Why don't we pay state taxes only, and the federal government deal solely with taxation/revenue generation with the states? Having just 50 states to deal with instead of 200 million taxpayers seems to make sense. The 'IRS' could consist of one or two people instead of tens of thousands.
The idea of a fair tax (or a sales tax) is regressive since the wealthy spend a smaller percentage of their income on taxable goods. IE, someone making $50,000 per year most likely spends almost all of their income on taxable goods, someone making $200,000 most likely spends less than four times as much on taxable goods. The exact difference depends on the goods that are tables and the ones that are not.
I hate auto correct. ...
The exact difference depends on the goods that are taxable and the ones that are not.
IndyRob, while the "prebate" helps out on that, the Fair Tax is still regressive by definition.
"The consumption tax, on the other hand, can only be regarded as a payment for permission-to-live. It implies that a man will not be allowed to advance or even sustain his own life unless he pays, off the top, a fee to the State for permission to do so. The consumption tax does not strike me, in its philosophical implications, as one whit more noble, or less presumptuous, than the income tax." -- Economist Murray Rothbard.
I agree that the if the fair tax doesn't tax used goods, it promotes the recycling of goods. That is a strong benefit of the program, and would help the concept gain the support of many people, if it was promoted as a benefit of that tax plan.
I also agree with Ogden, though, that every company in the world would try to find a reason to label their product as "used" to give them a competitive price advantage.
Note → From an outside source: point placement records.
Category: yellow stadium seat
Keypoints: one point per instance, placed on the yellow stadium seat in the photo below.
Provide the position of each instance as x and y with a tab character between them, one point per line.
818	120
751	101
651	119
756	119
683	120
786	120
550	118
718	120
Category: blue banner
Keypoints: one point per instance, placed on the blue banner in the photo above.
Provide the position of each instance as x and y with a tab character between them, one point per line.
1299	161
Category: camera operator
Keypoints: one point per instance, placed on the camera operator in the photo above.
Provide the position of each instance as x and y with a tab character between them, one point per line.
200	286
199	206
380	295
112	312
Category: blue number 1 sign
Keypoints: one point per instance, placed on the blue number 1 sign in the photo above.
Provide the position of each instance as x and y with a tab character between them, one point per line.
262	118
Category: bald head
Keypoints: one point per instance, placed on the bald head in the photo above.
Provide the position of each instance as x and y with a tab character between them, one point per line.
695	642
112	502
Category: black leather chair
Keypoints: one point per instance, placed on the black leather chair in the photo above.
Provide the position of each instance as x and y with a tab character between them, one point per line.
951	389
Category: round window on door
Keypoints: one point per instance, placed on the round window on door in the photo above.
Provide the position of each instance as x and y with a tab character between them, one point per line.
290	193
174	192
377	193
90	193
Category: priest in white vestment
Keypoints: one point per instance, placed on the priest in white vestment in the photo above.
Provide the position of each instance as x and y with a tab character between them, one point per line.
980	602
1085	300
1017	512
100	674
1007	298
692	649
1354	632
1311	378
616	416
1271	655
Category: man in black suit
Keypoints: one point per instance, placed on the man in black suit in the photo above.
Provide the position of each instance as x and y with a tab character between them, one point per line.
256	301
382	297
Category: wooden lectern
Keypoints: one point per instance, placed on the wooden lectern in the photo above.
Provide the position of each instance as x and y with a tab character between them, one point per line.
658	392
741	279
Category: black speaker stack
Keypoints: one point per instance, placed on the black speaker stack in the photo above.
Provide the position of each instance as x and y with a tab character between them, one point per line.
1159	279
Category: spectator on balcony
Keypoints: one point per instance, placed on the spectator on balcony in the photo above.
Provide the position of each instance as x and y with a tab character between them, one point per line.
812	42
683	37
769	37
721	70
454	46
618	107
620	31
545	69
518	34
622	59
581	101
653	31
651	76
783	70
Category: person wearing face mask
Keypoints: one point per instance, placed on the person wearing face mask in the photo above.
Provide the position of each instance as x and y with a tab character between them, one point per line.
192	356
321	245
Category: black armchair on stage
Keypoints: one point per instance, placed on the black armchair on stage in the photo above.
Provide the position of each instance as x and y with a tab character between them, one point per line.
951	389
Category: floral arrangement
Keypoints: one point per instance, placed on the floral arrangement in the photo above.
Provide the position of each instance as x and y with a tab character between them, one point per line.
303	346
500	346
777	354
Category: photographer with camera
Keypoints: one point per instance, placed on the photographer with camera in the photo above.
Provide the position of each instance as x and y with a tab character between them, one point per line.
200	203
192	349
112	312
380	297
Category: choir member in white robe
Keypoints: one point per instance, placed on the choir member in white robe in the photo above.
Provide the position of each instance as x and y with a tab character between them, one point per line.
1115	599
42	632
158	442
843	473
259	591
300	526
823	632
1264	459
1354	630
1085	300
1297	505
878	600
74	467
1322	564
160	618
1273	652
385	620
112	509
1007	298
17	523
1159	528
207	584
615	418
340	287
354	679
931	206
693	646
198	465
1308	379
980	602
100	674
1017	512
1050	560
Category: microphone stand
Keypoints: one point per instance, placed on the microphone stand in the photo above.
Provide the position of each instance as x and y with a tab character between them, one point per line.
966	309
Crafting laws that would solve this problem would be a burdensome task.
To get the fair Tax passed, I believe the initial tax rate would have to have lower shock value than the most commonly presented 23% inclusive tax. To make that happen, and to solve the problem Paul presents in this blog, I think Fair Tax supporters should be open to the idea that used goods be taxed as well.
I fail to understand all the angst over what is new and what is used. Are all of you aware that "used" simply means tax previously paid, and "new" means no tax paid as yet. All services are new, and have to include the 30% tax on the cost of the service. There are no used groceries, no used restaurant meals, no used heating oil or gas for your car, nothing used at Wal-Mart or any of the other "big boxes". The opportunity to buy used is really quite limited.
And, after a short transition period, normal supply and demand pressures will restore the current new/used price relationship. In other words, if you don't frequent Goodwill now, there would be no economic reason to do so after the Fairtax is implemented. There would be no cash windfall for buying used. If you are willing to lower your standard of living in order to spite the federal tax collector, go right ahead. But buying your underwear at Goodwill has no appeal for me!
Oh, and we all know that a future revision wouldn't eliminate the "used" exemption because politicians are fully satisfied with original revenue expectations.
Jees, how naive can people be? As we have seen in the past 50 years, Republicans and conservatives are endlessly so.